Aozhong Zhang, Zi Yang, Naigang Wang, Yingyong Qin, Jack Xin, Xin Li, Penghang Yin
University of California, Irvine, ByteDance, State University of New York at Albany
IEEE Access (2024)
MM Pretraining

📝 Paper Summary

Post-Training Quantization (PTQ) Model Compression
COMQ is a backpropagation-free quantization algorithm that iteratively minimizes layer-wise reconstruction error by updating single weights or scaling factors in a greedy coordinate-descent manner.
Core Problem
Post-training quantization often suffers significant accuracy degradation, especially for Vision Transformers (ViTs), while existing methods either require computationally expensive backpropagation (like QAT) or rely on complex Hessian inversions.
Why it matters:
  • Deploying large models (ViTs, LLMs) on resource-constrained devices requires reducing memory footprint via low-bit quantization without retraining.

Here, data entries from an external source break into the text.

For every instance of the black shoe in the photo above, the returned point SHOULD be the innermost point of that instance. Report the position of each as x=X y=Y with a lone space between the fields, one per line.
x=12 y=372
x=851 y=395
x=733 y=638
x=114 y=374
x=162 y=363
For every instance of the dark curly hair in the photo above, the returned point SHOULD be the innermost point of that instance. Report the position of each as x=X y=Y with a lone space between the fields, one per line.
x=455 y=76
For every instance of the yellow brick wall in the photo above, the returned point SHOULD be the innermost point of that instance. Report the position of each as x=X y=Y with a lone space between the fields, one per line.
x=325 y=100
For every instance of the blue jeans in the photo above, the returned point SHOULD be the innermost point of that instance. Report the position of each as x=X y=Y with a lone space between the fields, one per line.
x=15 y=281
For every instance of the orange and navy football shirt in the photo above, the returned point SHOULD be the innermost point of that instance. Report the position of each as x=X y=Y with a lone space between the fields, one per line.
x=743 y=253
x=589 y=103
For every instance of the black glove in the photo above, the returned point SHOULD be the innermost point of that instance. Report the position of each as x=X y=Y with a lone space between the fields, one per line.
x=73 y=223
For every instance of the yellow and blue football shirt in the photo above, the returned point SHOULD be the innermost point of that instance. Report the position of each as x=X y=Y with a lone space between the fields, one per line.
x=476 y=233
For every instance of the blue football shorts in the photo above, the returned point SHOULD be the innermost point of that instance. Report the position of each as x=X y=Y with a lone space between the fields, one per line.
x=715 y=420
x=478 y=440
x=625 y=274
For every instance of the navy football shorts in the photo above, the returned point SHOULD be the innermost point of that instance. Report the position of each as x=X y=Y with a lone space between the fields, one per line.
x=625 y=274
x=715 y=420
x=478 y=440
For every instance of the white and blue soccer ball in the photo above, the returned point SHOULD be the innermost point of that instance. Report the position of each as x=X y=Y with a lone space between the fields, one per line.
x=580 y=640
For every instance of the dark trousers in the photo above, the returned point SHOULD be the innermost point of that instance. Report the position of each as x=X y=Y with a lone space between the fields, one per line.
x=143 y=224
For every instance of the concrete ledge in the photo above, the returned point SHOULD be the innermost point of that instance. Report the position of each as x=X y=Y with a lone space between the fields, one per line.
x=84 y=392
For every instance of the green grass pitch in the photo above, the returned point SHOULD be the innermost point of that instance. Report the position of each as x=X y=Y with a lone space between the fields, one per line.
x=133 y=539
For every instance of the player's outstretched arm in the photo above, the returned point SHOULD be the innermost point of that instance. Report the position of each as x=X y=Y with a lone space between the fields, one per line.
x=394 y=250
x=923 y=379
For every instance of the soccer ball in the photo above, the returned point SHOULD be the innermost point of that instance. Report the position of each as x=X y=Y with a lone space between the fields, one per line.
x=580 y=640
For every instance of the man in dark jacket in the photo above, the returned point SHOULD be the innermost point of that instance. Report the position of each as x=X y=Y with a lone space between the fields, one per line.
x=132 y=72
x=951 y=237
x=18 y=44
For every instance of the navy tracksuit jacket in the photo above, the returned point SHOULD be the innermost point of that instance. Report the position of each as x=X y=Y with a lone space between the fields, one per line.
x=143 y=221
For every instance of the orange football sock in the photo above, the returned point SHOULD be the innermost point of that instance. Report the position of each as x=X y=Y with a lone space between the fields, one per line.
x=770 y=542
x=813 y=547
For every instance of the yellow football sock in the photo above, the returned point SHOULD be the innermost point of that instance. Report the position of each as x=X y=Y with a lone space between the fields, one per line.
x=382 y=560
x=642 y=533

  • Existing PTQ methods struggle to balance high accuracy with computational efficiency, often failing to preserve performance in sensitive architectures like ViTs at low bit-widths (e.g., 4-bit).
  • Backpropagation-based methods are slow and memory-intensive, while simpler rounding methods cause too much error.
Concrete Example: Standard rounding (Nearest-Neighbor) for a 4-bit Vision Transformer might drop accuracy by over 50% because it ignores the interplay between weights. COMQ iteratively adjusts one weight at a time to compensate for errors introduced by quantizing others, recovering nearly full accuracy.
Key Novelty
Coordinate Minimization for Quantization (COMQ)
  • Reformulates quantization as a coordinate descent problem where every quantized weight (integer code) and scaling factor is a variable to be optimized.
  • Updates one variable at a time (greedy selection) to minimize local reconstruction error while keeping others fixed, using a closed-form solution that requires only dot products and rounding.
  • Does not use backpropagation or Hessian inverses, making it computationally lightweight and hyperparameter-free.
Architecture
Architecture Figure Figure 1
Illustration of the coordinate-wise update process. It shows a weight matrix W and input X. The algorithm selects one element of the quantized weight matrix Q (an integer bit-code) or the scaling factor delta to update while fixing all others.
Evaluation Highlights
  • Achieves 4-bit quantization of Vision Transformers (DeiT-S, DeiT-B, ViT-B) with <1% Top-1 accuracy loss compared to full precision.
  • Maintains near-lossless accuracy (0.05% drop) for 4-bit quantization of ResNet-18 and ResNet-50 on ImageNet.
  • Outperforms state-of-the-art PTQ methods (like BRECQ, QDrop, PD-Quant) on ViTs with per-channel quantization.
Breakthrough Assessment
8/10
Offers a highly efficient, mathematically grounded alternative to backpropagation-based PTQ. It achieves SOTA results on difficult ViT architectures without the complexity of Hessian-based methods or the cost of QAT.